Ballad Health: Plans for re-implementing elective procedures to be sent to Governor Lee Thursday

Local Coronavirus Coverage

JOHNSON CITY, Tenn. (WJHL) – Tennessee’s Economic Recovery Group will make its final recommendation on the return of non-emergency procedures to Governor Bill Lee Thursday.

Chief Operating Officer Eric Deaton said Ballad Health hopes to have its plan complete by next week on how it will start elective surgeries at its facilities.

You can watch that full press conference below:

Deaton said Ballad is using guiding factors issued by the the American College of Surgeons, the American Society of Anesthesiologists, the American Hospital Association and other national health care groups to formulate its plan.
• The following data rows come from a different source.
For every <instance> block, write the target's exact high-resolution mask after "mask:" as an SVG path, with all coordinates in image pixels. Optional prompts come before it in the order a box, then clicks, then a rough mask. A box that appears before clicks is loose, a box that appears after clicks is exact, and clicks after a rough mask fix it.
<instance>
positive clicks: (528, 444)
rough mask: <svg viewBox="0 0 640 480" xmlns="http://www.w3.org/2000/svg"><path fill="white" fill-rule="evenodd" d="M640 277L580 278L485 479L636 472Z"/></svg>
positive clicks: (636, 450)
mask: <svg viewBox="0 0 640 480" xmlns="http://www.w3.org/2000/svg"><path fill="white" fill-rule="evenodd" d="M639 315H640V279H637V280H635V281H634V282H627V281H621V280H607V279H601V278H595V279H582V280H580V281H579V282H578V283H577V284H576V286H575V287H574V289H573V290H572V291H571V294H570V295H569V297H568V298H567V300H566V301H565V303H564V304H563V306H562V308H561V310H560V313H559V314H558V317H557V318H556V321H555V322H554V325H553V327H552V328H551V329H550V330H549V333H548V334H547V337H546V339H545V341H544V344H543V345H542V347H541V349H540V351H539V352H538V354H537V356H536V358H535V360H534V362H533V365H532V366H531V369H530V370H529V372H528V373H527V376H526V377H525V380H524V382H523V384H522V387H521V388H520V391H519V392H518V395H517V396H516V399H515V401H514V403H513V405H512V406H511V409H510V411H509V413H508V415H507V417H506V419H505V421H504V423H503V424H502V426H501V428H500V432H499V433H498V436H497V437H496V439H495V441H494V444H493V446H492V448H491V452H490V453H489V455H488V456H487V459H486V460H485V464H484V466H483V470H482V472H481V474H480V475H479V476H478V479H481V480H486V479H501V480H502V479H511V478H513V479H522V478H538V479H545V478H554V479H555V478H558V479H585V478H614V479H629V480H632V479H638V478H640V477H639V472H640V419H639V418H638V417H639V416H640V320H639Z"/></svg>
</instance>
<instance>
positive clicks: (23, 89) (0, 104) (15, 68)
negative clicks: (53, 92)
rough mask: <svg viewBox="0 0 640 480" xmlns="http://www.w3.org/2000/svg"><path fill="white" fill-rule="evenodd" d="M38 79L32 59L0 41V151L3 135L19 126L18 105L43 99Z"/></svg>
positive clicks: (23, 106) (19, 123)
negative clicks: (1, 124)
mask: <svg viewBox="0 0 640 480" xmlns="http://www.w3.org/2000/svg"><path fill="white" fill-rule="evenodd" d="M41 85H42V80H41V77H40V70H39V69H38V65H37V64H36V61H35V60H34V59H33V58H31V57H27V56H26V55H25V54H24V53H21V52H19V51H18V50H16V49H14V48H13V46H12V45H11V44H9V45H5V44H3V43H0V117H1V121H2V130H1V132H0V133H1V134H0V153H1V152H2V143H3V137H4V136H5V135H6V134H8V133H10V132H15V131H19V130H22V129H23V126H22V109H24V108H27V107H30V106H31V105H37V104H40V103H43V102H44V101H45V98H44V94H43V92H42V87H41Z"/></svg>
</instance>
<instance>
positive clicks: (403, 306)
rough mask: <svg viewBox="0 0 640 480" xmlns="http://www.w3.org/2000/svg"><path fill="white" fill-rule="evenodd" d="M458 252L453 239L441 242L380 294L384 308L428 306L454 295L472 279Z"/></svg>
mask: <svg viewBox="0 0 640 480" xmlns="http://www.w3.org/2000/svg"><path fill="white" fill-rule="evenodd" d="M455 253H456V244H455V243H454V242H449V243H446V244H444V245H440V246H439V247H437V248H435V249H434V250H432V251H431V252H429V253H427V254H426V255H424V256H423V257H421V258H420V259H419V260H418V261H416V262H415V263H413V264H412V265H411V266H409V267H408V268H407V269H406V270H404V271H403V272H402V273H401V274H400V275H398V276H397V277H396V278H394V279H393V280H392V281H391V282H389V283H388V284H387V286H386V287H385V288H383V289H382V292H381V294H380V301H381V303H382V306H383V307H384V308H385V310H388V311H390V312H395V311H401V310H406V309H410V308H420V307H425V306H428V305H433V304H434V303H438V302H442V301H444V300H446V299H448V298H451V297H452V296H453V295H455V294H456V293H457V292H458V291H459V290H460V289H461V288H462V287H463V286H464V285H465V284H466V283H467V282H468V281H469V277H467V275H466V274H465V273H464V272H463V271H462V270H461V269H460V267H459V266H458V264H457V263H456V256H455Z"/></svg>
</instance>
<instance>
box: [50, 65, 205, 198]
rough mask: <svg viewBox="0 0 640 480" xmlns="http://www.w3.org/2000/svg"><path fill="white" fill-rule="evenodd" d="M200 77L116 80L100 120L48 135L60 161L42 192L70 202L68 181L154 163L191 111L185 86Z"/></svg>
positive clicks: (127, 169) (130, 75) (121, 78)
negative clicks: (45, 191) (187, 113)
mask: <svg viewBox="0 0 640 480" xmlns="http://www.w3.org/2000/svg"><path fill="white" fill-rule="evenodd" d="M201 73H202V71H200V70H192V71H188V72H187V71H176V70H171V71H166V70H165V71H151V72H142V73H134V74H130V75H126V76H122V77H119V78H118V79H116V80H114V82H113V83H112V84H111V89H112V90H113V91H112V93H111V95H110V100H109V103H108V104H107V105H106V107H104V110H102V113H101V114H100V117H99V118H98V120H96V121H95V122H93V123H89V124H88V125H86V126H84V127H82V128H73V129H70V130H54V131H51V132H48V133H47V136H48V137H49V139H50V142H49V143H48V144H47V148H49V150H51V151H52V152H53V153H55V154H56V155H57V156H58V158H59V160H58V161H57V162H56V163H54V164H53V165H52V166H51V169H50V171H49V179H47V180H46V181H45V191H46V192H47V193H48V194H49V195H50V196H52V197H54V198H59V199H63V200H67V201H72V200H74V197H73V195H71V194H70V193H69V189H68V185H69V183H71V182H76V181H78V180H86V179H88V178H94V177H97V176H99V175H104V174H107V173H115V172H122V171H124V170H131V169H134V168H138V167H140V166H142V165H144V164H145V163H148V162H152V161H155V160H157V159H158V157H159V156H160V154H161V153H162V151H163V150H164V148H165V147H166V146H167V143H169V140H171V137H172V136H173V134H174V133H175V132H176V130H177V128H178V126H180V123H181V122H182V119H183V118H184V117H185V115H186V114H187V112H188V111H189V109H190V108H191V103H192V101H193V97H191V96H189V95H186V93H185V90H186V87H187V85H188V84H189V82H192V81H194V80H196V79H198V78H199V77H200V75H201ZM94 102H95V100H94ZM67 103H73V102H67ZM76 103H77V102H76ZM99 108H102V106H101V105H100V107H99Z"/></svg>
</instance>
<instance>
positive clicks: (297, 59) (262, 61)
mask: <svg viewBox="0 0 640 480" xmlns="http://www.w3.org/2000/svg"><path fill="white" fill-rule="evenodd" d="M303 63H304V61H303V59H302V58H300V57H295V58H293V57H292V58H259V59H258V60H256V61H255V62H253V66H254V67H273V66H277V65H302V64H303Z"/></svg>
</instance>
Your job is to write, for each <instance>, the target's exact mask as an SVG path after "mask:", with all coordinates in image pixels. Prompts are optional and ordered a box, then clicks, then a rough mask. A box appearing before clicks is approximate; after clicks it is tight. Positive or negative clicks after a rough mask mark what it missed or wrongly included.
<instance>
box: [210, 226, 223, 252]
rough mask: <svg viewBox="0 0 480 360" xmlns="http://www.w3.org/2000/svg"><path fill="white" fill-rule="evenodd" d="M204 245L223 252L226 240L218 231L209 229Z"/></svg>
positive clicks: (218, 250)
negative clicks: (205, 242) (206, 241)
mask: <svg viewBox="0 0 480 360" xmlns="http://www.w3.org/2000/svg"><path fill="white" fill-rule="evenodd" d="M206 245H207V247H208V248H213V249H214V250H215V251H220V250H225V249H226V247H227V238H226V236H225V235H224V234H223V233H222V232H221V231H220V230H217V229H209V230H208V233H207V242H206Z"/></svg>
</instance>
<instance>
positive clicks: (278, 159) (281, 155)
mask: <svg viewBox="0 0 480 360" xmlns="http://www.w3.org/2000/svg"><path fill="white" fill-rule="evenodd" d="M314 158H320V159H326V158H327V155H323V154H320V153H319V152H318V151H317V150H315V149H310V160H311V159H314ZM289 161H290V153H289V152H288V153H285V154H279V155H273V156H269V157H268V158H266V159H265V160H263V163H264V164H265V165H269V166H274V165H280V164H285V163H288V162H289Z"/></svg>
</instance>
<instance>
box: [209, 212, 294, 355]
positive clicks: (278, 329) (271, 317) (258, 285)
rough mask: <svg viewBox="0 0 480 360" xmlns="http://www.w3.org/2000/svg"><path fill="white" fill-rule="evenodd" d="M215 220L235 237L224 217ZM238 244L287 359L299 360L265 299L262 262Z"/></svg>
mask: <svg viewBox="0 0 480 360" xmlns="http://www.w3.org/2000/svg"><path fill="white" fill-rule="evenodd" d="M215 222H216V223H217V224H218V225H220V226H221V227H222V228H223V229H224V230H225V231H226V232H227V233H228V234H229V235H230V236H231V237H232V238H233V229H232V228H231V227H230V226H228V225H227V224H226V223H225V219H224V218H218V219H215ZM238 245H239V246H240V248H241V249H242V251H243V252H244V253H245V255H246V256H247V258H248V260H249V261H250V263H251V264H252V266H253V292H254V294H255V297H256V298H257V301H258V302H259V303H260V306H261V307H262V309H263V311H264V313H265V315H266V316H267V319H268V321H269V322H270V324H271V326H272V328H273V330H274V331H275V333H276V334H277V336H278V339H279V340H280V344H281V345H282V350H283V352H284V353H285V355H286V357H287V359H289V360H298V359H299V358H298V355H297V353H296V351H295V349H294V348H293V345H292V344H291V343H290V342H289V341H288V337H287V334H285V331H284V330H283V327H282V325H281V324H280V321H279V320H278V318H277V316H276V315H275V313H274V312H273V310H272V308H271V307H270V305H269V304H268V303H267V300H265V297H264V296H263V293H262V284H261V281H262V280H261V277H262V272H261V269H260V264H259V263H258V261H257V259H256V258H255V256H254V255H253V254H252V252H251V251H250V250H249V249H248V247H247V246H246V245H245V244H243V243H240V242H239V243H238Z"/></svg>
It includes looking at the timing of opening, whether the hospitals have adequate staff, equipment and facilities, limiting hospital entrances and contact screening for patients and visitors, plus a policy for COVID-19 testing for patients and staff.

“Part of our plan would be if you are being set up for surgery, our plan would look at testing the patient for COVID-19 prior to surgery,” said Deaton.

He adds that Ballad Health will have a committee to determine case prioritization and scheduling of procedures.

Deaton said the estimated backlog of non-emergency procedures to be in the thousands.

Currently, Ballad has 13 patients with COVID-19 receiving care in its facilities, with 300 beds available in its COVID-19 dedicated units. Deaton believes the hospital has the necessary personal protective equipment to care for those patients, as well as a potential surge in patients due to increased coronavirus cases and the re-implementation of non-emergency surgeries.

Deaton also said they will soon bring back furloughed employees using a phased approach. He said Ballad will especially focus on those that would support non-emergency type procedures. They will be called back as needed.

“As we start to ramp that up, will obviously need the staff to support that,” he said, “so we will be calling on the team members that we’re doing a lot of that work before and also some of the support teams that help those team members.”

Deaton said so far, around six patients have received convalescent plasma treatment, but did not have an update on those patients’ condition. He said Ballad has received plasma from a number of donors.

Ballad is also currently evaluating the ability to provide anti-body testing for the region. Deaton expects more information in the coming days.

The health care system is also still concerned that people are avoiding going to the hospital to receive care during the COVID-19 pandemic. They urge those who need treatment to seek help immediately and make use of Ballad’s telemedicine services.

“If you or a loved one are experiencing life threatening symptoms,” said Deaton, “please don’t hesitate to dial 911 and make sure you are taking all the precaution you can to make sure your loved ones and you are safe.”

Deaton said more than 1,500 people have made use of Ballad’s telemedicine services.